Tipo de contrato: Jornada Completa

Ubicación: New Jersey - Piscataway

País: USA

Position Overview: The Manager, Industrial Quality Document Controller collects, maintains and distributes all technical information within industrial quality necessary to define product configuration and control manufacturing processes that ensure conformance to customer requirements; develops and maintains a comprehensive filing system and computer database for all documents to be retained in the document control center; manages the operation of the document control center to ensure that all users have the latest revision of appropriate documentation in a timely manner.

 Key Responsibilities:

  • Perform frequent audits of master data in SAP for accuracy.
  • Oversee Quality Master Data, performance, reporting and updates.
  • Manage Document Control as well as Records Management and Processes.
  • Enter computer data into plant SAP information system (BOM’s, MFP specifications for QA).
  • Monitors status of raw materials in DGO database.
  • Responsible for formula movement in the DGO database.
  • Maintains specifications throughout the quality system.
  • Responsible for distribution of quality information throughout the plant.
  • Manage release of finished goods through Lot Dossier & OTC batch record review and maintains proper documentation for OTC Product.
  • Prepares Certificates of Analysis for Finished Goods/RM/bulk as requested.
  • Track and manage launch approvals.
  • Troubleshoots release delays, and follow up on aged inventory.
  • Assist Department Managers to develop plan, train document coordinators, revise and maintain procedures.
  • Assist to author, change and update Quality Manual and QA procedures as applicable.
  • Maintains on-line documentation (eQCM).
  • Ensure effective interactions at a departmental level to efficiently incorporate departmental activities into overall company strategies and quality systems.
  • Perform Annual Product reviews.
  • Participate & assist during FDA inspections, Notified Body, and other third party Quality System evaluations. (FDA, ISO9001, ISO 22716, DGO, etc…)
  • Assist to provide training on QM system process, including general Quality System and GMP training.
  • Lead and participate in Performance Improvement projects.

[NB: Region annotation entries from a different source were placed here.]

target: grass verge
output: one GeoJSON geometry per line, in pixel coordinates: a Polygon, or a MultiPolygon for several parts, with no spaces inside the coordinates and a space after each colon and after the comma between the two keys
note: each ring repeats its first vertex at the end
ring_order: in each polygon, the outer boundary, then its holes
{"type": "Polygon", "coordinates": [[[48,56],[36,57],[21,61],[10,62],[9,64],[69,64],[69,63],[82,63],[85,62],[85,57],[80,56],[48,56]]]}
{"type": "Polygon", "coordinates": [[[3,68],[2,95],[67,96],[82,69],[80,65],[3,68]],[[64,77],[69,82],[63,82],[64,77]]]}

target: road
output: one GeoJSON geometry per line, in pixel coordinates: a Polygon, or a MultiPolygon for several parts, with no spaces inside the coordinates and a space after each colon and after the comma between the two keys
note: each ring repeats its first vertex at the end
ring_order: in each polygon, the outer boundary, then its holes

 Educational or Certification Requirements:

  • Bachelor’s degree in engineering or related field is required.

 Previous Experience:

  • At least 5 years prior experience in a cGMP manufacturing environment within Industrial Quality.

 Essential Requirements:

  • Must be able to anticipate needs and work proactively.
  • Must be extremely organized, detailed oriented, and be able to work without supervision.
  • Must have working knowledge of computers with SAP, and Microsoft office skills using Outlook, Work, Excel, Power Point, and Front Page.
  • Ability to multi-task many projects simultaneously.
 

We are an Equal Opportunity Employer and take pride in a diverse environment. We do not discriminate in recruitment, hiring, training, promotion or other employment practices for reasons of race, color, religion, gender, sexual orientation, national origin, age, marital or veteran status, medical condition or disability, or any other legally protected status.